Item: British scientists have figured out that one of their country's biggest contributions to global warming comes from belching cows emitting methane. All those bovine burps are caused by the cows' food not being chewy enough.
Given the reputation of British food you can't help but wonder if there isn't a human component there too.
Item: Also from Britain: A student over there has figured out how to boil an egg without using any water.
Memo to this guy: A country where it rains four times a day, year round, is not short of water for boiling eggs. What you need to do is help out with those belching cows.

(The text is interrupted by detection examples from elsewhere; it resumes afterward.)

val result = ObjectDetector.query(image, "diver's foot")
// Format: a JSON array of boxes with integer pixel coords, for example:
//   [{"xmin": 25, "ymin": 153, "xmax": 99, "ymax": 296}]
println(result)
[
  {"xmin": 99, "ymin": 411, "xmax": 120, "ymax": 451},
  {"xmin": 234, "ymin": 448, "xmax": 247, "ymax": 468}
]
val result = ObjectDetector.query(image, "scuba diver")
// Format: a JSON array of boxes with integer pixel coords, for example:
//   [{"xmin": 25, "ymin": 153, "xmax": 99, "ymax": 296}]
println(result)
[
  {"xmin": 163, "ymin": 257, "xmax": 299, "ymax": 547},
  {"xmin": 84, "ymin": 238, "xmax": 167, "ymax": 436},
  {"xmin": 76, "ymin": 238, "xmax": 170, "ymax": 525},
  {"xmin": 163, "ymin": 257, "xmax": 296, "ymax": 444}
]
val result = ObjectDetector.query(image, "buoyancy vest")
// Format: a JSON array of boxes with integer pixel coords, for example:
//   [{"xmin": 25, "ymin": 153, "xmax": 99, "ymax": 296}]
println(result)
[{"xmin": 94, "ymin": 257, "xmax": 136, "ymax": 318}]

Item: Boxer Mike Tyson is starting up a publicity tour and says that he might include women as opponents in some of his exhibition bouts. Mike Tyson punching a woman — there's a concept.
Item: House Minority Whip Steny Hoyer of Maryland, who is black, referred to Republican Senate candidate Michael Steele, also black, of having slavishly supported the Republican party.
This remark caused outrage among several Polish-American, Czechoslovak-American, and other organizations representing Slavs, all of who declared that in future they will be niggardly with their contributions to Representative Hoyer's party.
|10 — Signoff. That's enough stupidity for this week, kids. I'm just waiting
for the wife to come home from work so that I can fix myself a little catfish pie and filet gumbo.